Abstract

Abstract Tryptic digestion rates of aspartate transcarbamylase, as well as reaction rates of p-mercuribenzoate with the thiol groups of this enzyme, were determined as a function of aspartate or succinate concentration. The two methods gave identical for a given ligand, indicating that increased digestibility and increased availability of thiol groups both reflect the same ligand-induced conformational transition. The shape of the state function given by aspartate alone was markedly different from that obtained with succinate in the presence of carbamyl phosphate. State functions for aspartate determined by digestibility were compared with saturation functions for aspartate obtained by activity measurements in the presence of carbamyl phosphate. This was done by plotting against each other the substrate concentrations required to reach the same degree of completion of the two functions. The resulting plot was linear throughout its entire course indicating that the shapes of the state and the corresponding saturation functions were identical, i.e. the curves were homologous. Such homology is not compatible with a concerted mechanism for allosteric transitions, but is consistent with a sequential mechanism.
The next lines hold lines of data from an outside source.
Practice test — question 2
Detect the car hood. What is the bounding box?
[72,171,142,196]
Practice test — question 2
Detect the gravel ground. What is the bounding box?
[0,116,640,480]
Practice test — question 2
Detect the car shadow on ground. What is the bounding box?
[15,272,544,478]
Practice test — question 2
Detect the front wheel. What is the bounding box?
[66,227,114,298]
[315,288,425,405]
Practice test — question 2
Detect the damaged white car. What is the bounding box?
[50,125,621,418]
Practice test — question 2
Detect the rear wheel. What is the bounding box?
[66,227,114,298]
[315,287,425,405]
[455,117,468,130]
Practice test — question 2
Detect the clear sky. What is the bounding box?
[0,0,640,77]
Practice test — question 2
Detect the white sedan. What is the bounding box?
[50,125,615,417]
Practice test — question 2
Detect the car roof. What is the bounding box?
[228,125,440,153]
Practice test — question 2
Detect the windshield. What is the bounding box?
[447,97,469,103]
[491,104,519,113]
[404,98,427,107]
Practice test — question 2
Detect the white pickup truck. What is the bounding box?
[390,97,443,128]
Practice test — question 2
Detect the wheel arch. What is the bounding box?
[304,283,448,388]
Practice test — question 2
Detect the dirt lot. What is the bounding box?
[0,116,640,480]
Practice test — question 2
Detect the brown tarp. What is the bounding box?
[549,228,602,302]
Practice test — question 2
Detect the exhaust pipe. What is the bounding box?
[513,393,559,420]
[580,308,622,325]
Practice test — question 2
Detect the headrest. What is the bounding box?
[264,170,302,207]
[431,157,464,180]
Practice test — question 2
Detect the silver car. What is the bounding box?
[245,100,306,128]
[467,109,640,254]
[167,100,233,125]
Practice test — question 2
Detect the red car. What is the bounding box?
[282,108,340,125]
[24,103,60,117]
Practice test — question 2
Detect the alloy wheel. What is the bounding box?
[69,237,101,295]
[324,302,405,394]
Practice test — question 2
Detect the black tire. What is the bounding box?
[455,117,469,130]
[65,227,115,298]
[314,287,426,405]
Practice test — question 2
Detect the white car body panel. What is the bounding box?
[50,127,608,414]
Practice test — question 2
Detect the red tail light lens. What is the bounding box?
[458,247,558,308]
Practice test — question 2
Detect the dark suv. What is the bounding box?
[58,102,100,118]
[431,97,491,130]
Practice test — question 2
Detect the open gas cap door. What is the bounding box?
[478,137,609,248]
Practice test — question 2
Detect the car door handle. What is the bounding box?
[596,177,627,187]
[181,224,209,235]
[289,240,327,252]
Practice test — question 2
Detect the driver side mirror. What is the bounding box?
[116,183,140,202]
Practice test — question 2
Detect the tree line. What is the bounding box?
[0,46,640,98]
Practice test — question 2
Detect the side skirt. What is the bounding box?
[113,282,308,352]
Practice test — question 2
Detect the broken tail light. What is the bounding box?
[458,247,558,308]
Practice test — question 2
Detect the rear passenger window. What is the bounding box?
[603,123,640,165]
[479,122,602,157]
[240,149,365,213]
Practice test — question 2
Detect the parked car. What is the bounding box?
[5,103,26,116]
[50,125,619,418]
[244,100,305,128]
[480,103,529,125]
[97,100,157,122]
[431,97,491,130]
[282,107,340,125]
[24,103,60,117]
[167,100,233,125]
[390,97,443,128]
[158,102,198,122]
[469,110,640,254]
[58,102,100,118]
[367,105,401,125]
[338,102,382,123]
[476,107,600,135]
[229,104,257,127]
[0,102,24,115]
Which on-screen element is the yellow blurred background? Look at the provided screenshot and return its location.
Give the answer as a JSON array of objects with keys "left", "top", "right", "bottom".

In fact, calculations using a wide range of assumptions for the concerted mechanism showed that this model cannot generate homologous state and saturation functions, and therefore cannot account for the behavior observed when aspartate was used as the ligand. In contrast to the apparent sequential behavior with aspartate, the data obtained by Gerhart and Schachman (Biochemistry, 7, 538 (1968)) using succinate (in the presence of carbamyl phosphate) were compatible with a concerted mechanism. It seems therefore that whether aspartate transcarbamylase will follow one, or the other, of these mechanisms depends on the ligand which occupies the catalytic site. The conformational effect of the allosteric activator, ATP was also investigated, and is discussed in relation to allosteric models.